Now China has women running multinationals and going into space but top-tier politics remains off-limits. There are no women on the standing committee of the Communist Party politburo.
This may be partly because, in tales from Chinese history, women are often depicted as a danger, a threat, says Xun Zhou, a historian at Hong Kong university, who detects a tendency to blame wives for the bad luck or bad judgment of their husbands.
Take Mao and his wife Jiang Qing. It's often said that Mao's only mistake was to listen to Jiang Qing in old age.
"But in fact Jiang Qing was just Mao's tool," says Xun. "Mao was really behind all of it but this is how in China they see women."
And then there is the case of Gu Kailai, wife of the disgraced Chongqing party boss, Bo Xilai, points out John Fenby.
"The whole story of the poisoning of the British businessman in the hotel… it's a 'dragon lady' or Lady Macbeth scenario."
Traditionally these scenarios involve dynastic rivalries at court between different concubines and their offspring. Neither Qingling or Meiling had children so could never be accused of playing that game.

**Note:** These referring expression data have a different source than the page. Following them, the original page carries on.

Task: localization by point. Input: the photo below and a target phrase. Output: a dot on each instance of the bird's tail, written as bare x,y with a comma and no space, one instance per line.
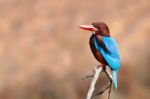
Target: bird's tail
115,78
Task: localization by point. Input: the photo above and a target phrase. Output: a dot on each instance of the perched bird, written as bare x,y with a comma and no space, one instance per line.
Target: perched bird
104,47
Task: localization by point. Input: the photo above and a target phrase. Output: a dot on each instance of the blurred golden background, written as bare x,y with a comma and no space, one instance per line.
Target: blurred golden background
44,55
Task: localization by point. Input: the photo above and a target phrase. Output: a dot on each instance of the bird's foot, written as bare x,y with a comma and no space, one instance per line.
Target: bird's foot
88,76
101,92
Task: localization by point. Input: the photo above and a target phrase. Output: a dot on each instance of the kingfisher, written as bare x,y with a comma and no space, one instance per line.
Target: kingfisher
104,47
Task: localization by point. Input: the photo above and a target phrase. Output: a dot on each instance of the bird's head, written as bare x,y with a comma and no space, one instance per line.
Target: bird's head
99,28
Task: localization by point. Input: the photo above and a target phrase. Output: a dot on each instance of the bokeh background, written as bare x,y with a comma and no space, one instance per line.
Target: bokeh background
44,55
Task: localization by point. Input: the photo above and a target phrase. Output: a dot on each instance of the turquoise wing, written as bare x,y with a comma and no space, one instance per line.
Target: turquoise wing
111,56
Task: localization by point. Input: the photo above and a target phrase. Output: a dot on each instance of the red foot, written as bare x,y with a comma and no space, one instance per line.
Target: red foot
102,65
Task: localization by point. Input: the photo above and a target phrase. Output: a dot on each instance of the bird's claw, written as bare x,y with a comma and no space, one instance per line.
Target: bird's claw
89,76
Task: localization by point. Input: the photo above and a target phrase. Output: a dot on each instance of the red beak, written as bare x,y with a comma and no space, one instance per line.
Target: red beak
88,27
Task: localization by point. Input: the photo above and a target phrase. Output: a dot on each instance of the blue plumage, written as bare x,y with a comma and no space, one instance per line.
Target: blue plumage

Meiling nonetheless became a convenient hate figure for China's leftists. Until the reform era in the 1980s, all good communists were taught that she was a wicked bourgeois.
"As I was growing up, she was seen as a bad character," says Xun Zhou.
"They always referred to those beautiful dresses - she used make-up and wore necklaces, all those things, as bourgeois elements do. And also she was on the nationalist side, which was the enemy."
Chairman Mao died in 1976 and the idea of socialism with Chinese characteristics was dreamed up to bridge the divide between capitalism and communism. Make-up and necklaces didn't seem so wicked after all, and Meiling was rehabilitated.
"In the past 10 or 15 years, she's more represented as this modern, beautiful, intelligent woman. In fact, there's probably more talk about her than her sister Qingling now."
In a cemetery in Shanghai there are tall cedars and flowers in gold and red, the colours of the Chinese flag. Qingling is buried here and there's a dazzling white statue of her.
Her sisters are buried in America. Ailing died in 1973 and Meiling led a quiet life in a Manhattan apartment dying at the grand old age of 105, in 2003.
After 1949, the three sisters were never together again, estranged by history. But all three have taken their thoughts on that separation to the grave.